Der Rekordturm wird überpinselt

Die riesige Coca-Cola-Flasche verschwindet aus Neu-Ulm. Der markante Turm an der Europastraße wird zurzeit überpinselt. Unten das Firmenlogo des neuen Mieters auf dem Areal an der Leibnizstraße.
Bild: Foto: Jakob

Wahrzeichen in Neu-Ulm verschwindet

Neu-Ulm 23 Jahre lang war der CocaCola-Turm an der Europastraße in Neu-Ulm so etwas wie ein zweites Wahrzeichen der Stadt. Nun ist dieser markante Turm in seiner bisherigen Form verschwunden. Das Gebäude bleibt bestehen, aber die riesige Coca Cola Flasche ist übermalt worden, weil am 1. Oktober der aus Aalen stammende Getränkehändler Göbel das gesamte Areal übernimmt.

Ehemaligen Mitarbeitern blutet das Herz

Ehemaligen Mitarbeitern der Coca Cola Abfüllanlage hatte das Herz geblutet, als sie hören mussten, dass der rote Traditionsturm für immer aus dem Stadtbild verschwinden würde.

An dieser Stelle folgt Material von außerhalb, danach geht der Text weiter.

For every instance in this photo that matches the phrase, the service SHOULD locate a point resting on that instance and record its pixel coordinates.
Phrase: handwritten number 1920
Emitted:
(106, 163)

Immerhin handelt es sich bei Coca-Cola in Neu-Ulm nicht um irgendeinen Standort, sondern um einen mit Weltrekord: Mit 16 Metern Höhe und vier Metern Breite ist das Bild einer Coca-Cola Flasche die global größte realistische Darstellung. Dies hielt zumindest das Guinnessbuch der Weltrekorde aus dem Jahr 1990 so fest.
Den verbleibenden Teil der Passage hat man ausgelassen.